Let’s face it, Starmer is managing his own self-destruction just fine. There is no question that his government has let Scots down – for goodness’ sake, it has let its own Scottish leader down – but the chance to vote them out will come with the electoral cycle and the removal of Stamer will no doubt come from within.
This isn’t about Westminster; it’s about Holyrood. And even putting the government’s performance to one side, this has been one of the most rancorous sessions of the Scottish Parliament that I have known. A session bookended by two contentious pieces of legislation that took up time, emotion, and failed. A parliament overshadowed by the fractious gender recognition reforms that demanded a no-debate approach that should have no place in a grown-up legislature, that made pariahs of its critics and that will cast a shadow over civic Scotland for a long time to come.
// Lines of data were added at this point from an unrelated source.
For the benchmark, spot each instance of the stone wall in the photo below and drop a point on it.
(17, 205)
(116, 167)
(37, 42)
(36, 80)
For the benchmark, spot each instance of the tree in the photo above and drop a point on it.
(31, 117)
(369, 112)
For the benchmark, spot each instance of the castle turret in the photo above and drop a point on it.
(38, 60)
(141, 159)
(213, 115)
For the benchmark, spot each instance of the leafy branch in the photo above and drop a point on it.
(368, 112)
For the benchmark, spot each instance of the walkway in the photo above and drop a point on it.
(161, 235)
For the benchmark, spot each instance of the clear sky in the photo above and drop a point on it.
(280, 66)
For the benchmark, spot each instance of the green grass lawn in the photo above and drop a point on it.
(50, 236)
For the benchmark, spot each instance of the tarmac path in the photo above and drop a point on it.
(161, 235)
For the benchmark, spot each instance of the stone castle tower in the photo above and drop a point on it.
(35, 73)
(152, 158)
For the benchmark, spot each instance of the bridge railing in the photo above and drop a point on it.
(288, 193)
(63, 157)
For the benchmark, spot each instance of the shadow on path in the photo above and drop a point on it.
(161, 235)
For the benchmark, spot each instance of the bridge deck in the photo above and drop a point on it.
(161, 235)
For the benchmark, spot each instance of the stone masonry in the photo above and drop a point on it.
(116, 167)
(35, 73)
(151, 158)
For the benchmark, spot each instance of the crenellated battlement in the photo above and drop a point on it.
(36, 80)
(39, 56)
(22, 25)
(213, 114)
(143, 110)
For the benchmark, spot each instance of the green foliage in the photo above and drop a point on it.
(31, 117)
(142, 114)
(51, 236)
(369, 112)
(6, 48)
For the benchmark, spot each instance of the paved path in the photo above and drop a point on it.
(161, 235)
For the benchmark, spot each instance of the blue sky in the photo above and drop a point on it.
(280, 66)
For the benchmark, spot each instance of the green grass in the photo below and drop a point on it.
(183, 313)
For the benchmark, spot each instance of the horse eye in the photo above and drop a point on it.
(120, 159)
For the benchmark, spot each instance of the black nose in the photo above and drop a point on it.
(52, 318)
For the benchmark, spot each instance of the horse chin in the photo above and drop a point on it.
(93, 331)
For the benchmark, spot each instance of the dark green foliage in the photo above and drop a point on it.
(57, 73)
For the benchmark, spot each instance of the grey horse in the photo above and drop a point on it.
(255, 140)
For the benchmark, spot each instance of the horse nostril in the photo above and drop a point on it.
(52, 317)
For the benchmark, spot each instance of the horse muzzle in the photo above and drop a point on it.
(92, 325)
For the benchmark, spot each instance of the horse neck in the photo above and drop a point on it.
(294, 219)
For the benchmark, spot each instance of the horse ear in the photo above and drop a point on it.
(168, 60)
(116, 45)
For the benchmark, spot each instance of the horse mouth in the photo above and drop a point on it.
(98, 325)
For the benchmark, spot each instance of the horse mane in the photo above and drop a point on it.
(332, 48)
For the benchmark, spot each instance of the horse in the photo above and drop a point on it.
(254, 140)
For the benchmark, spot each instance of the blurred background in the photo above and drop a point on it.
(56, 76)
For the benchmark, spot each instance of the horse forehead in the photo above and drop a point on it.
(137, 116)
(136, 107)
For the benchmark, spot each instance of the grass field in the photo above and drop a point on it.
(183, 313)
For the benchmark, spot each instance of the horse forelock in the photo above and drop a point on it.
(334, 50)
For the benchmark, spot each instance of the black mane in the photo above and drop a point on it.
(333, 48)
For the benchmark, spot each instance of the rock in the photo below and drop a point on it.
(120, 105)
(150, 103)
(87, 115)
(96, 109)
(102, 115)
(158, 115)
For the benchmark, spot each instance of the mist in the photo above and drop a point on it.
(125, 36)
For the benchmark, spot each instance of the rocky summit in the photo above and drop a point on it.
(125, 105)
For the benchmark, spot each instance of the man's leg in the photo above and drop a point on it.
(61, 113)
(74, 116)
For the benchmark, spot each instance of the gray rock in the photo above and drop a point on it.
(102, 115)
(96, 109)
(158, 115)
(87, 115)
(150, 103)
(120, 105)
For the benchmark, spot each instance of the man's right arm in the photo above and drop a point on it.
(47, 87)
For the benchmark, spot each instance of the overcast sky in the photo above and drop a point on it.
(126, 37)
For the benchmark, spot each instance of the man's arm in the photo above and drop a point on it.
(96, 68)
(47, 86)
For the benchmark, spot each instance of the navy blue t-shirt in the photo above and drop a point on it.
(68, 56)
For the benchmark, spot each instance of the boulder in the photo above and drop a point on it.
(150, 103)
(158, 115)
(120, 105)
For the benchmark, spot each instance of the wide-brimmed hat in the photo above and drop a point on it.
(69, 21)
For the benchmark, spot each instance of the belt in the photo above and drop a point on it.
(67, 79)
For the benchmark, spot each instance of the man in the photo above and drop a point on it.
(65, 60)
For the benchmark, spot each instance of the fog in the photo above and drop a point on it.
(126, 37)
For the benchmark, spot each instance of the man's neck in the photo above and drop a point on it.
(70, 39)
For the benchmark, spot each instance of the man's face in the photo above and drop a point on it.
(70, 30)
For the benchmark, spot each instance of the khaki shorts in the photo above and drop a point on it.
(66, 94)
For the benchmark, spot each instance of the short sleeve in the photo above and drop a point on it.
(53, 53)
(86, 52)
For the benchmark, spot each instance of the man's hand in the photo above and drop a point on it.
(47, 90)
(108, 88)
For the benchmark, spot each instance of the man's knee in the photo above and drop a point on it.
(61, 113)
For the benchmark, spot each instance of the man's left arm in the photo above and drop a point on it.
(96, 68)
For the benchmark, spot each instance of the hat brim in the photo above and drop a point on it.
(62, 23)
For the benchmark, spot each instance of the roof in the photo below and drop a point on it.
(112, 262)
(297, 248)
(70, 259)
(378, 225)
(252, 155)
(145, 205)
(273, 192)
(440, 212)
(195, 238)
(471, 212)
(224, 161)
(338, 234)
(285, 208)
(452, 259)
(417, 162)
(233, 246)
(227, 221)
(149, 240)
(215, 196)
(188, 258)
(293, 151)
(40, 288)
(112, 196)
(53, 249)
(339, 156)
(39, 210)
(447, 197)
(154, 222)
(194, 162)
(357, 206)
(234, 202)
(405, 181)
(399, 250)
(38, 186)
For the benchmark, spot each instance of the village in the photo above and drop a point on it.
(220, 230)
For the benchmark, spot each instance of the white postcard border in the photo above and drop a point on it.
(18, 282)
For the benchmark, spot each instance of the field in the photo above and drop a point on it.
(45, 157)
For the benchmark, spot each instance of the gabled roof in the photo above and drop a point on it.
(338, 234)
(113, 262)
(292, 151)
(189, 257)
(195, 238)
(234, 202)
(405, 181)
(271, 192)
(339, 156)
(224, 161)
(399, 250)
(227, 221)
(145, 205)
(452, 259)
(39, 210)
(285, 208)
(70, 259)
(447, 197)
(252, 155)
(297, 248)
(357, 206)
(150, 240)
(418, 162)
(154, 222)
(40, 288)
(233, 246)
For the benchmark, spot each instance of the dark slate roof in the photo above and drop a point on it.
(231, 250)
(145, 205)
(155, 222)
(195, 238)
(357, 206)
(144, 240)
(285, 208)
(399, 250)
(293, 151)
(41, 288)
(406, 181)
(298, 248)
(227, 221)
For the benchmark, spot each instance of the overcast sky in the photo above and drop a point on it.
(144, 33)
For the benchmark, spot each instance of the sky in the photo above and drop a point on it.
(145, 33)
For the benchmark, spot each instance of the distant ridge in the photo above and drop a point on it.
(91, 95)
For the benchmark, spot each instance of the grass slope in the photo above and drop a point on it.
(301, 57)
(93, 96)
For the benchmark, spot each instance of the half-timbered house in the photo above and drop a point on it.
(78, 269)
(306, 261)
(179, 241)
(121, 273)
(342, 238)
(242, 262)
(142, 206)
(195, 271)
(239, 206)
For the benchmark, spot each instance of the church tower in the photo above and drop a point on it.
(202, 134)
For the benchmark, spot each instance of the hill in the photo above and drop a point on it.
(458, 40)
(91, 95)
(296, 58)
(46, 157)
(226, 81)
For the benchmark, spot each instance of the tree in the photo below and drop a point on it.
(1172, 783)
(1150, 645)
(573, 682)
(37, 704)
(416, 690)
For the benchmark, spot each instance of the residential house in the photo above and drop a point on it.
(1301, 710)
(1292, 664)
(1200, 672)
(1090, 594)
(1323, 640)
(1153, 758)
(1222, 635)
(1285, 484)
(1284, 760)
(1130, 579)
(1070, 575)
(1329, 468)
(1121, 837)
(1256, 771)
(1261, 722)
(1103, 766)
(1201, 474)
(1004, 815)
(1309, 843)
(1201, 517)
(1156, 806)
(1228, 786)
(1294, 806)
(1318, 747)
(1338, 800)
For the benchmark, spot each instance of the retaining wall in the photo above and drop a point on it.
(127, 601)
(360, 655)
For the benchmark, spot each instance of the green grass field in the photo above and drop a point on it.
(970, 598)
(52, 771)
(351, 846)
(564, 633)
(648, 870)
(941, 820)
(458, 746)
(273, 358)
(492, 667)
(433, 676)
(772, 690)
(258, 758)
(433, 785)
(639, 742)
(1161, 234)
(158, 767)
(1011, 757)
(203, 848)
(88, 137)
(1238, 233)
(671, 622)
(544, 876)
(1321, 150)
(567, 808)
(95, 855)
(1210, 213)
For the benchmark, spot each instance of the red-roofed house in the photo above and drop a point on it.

Predicting the outcome of elections is a fool’s game that we all nevertheless indulge in. And while it does look like the SNP will be returned as the largest party, this could be Swinney’s John Major’s 1992 pyrrhic victory. Voted in on a much-reduced vote share; facing a disaffected public; internal party struggles with newly elected former MPs vying for position against a loyal old guard of backbenches; an ever-mounting economic blackhole; unsustainable public services; and all against a backcloth of scandals that will have their day in court. I would safely predict that Swinney won’t stay the term; an independence referendum won’t be delivered; and his party will go through yet another bitter leadership contest.
After almost 20 years in power, and with health, education, and justice all devolved, the SNP should be going into this election having to answer for its record and not just winning a ballot based on the distraction of some nebulous concept that Westminster is broken and that independence will usher in a land of milk and honey. The fact that they are not is something we, as voters, must now consider.